Anticipation Turned To Apathy
Star Wars Celebration is just around the corner, and a trailer for Episode IX is expected at that event.
What should be the most anticipated sequel of all time has been left toiling in the shadow of Avengers: Endgame after The Last Jedi made fandom deflated. It also caused original Episode IX Director, Jurassic World’s Colin Trevmorrow, to become another in a long line of directors to walk, be fired or be reshot at Lucasfilm since the sale to Disney.
In any other industry, in any other company, that sort of staff turnover in key positions would cause HR to start asking questions. However, this is Hollywood so they went for stability and re-hired Episode VII Director JJ Abrams to stick the landing.
Now even he seems to have admitted that The Last Jedi left him and scriptwriting partner Chris Terrio in a bad place.
A Hail Mary Pass?
Speaking to The Fast Company and Slash Film, Abrams clearly calls out Terrio’s enthusiasm as a saving grace. While being careful not to directly aim any criticism at what he was left to fix, he also certainly acknowledges the challenges of picking up where The Last Jedi left off.
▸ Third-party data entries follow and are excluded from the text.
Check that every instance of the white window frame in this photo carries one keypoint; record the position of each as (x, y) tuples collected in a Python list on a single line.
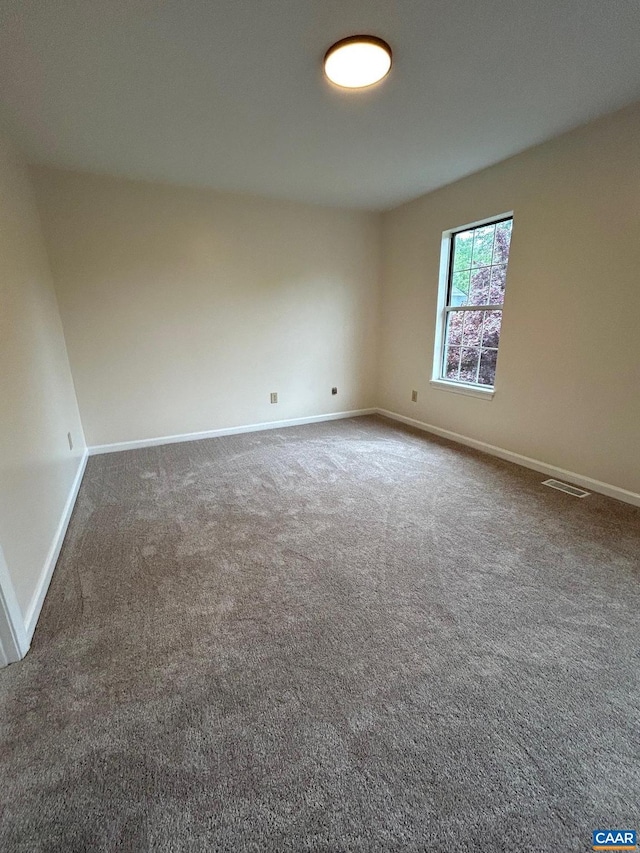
[(481, 392)]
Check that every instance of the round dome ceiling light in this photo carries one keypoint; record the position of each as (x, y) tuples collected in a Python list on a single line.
[(357, 61)]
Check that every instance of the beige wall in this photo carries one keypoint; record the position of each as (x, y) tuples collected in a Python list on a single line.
[(37, 396), (183, 309), (568, 377)]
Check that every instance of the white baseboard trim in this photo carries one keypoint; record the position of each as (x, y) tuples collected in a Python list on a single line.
[(535, 464), (14, 643), (33, 611), (215, 433)]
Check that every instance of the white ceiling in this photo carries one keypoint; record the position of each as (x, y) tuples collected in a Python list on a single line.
[(230, 94)]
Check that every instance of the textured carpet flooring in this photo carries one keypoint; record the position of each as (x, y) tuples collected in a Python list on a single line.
[(338, 637)]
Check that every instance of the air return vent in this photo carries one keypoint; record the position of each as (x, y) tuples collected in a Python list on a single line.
[(565, 487)]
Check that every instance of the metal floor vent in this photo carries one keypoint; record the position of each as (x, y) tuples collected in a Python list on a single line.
[(565, 487)]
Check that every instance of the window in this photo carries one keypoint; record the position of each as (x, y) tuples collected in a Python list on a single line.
[(474, 272)]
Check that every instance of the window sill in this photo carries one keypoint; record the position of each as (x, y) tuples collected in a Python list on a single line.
[(459, 388)]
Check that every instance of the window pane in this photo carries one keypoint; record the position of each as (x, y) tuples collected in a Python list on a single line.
[(491, 331), (479, 292), (469, 364), (502, 242), (488, 359), (455, 320), (498, 281), (472, 328), (483, 245), (459, 288), (452, 359), (462, 248)]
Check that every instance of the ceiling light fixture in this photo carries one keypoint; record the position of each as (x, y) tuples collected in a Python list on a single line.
[(357, 61)]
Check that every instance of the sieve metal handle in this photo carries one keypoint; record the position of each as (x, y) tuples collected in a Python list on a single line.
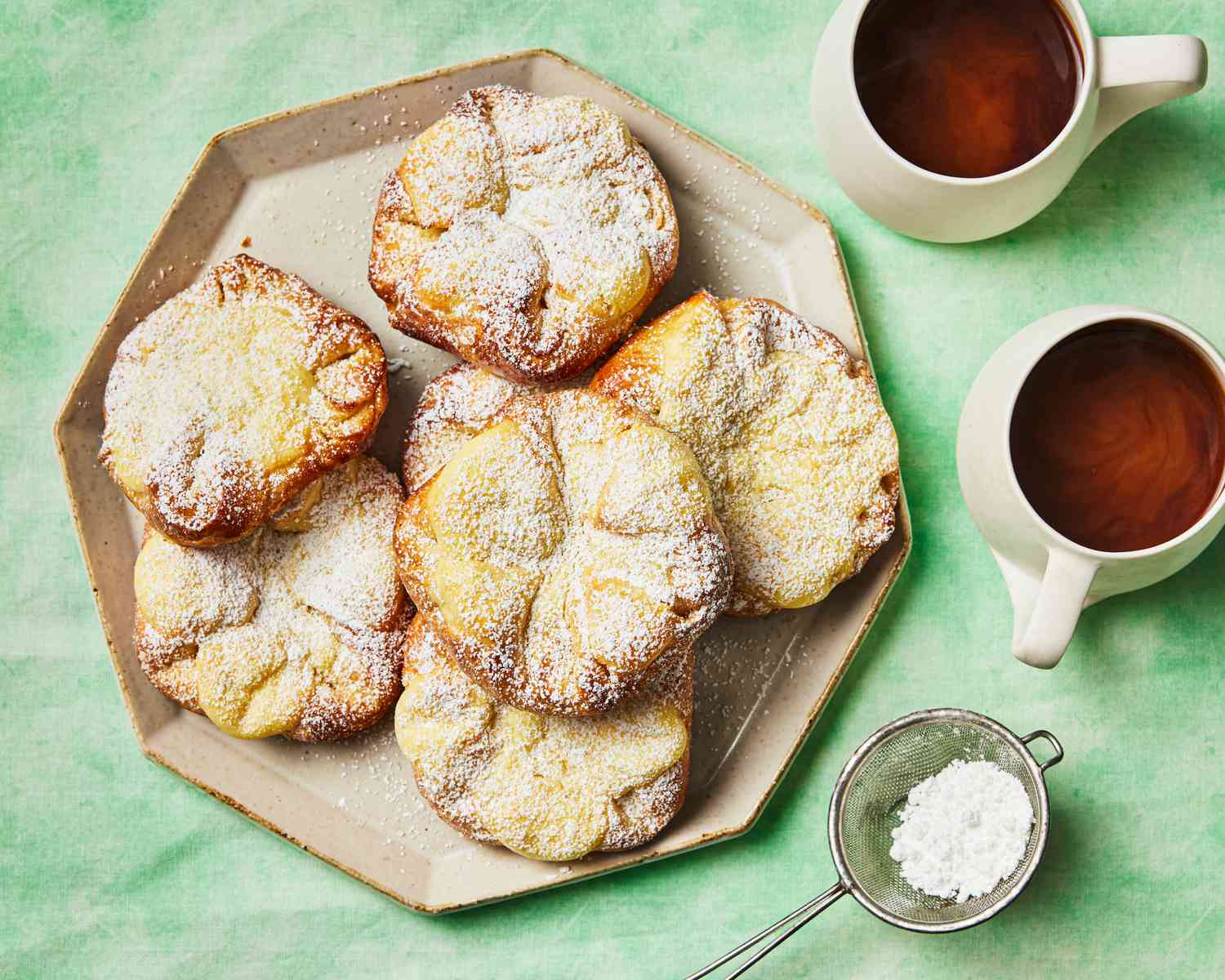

“While there are some threads of larger ideas and some big picture things that had been conceived decades ago and a lot of ideas that Lawrence Kasdan and I had when we were doing Episode VII, the lack of absolute inevitability, the lack of a complete structure for this thing, given the way it was being run was an enormous challenge.
Because this was such a mega job, I knew at the very least I needed a co-writer to work on this thing, but I didn’t know who that co-writer would be. There was nothing. So the first thing I did was reach out to a writer who I’ve admired for years, Chris Terrio. who I didn’t really know, to say, ‘Listen, would you want to write Star Wars with me?’ And he screamed.
What I realized in that moment was, I hadn’t been aware until then that I needed to work with someone who would scream at the prospect of working on Star Wars. Because I had been through the process, and I was looking at brass tacks: This is what it’s going to take, this is the reality of it. And he was looking at it sort of childlike: Oh my God, I can’t believe we get to play in this world, which I needed to be reminded of. I needed that point of view, because that’s not where I was. Of course, I was excited about what we could do, but I was acutely aware of how little time we had to do a fairly enormous job.
The difference is I feel like we might’ve done it. Like, I actually feel like this crazy challenge that could have been a wildly uncomfortable contortion of ideas, and a kind of shoving-in of answers and Band-Aids and bridges and things that would have felt messy. Strangely, we were sort of relentless and almost unbearably disciplined about the story and forcing ourselves to question and answer some fundamental things that at the beginning, I absolutely had no clue how we would begin to address. I feel like we’ve gotten to a place – without jinxing anything or sounding more confident than I deserve to be – I feel like we’re in a place where we might have something incredibly special. So I feel relief being home, and I feel gratitude that I got to do it. And more than anything, I’m excited about what I think we might have.”
Why Don’t You Say What You Really Think?
Wow! A lot to unpack there. Clear identification of the challenges they were left with. An admission it required effort, care and attention to course correct? Reference to his and Kasdan’s ideas being derailed?
It breaks my heart, being a 70s and 80s kid, to both hear of this apathy towards Star Wars that has now developed and to be forced to admit that I feel it to. I guess that’s why I am rooting for them to pull this off somehow.
I guess we will find out come December 2019.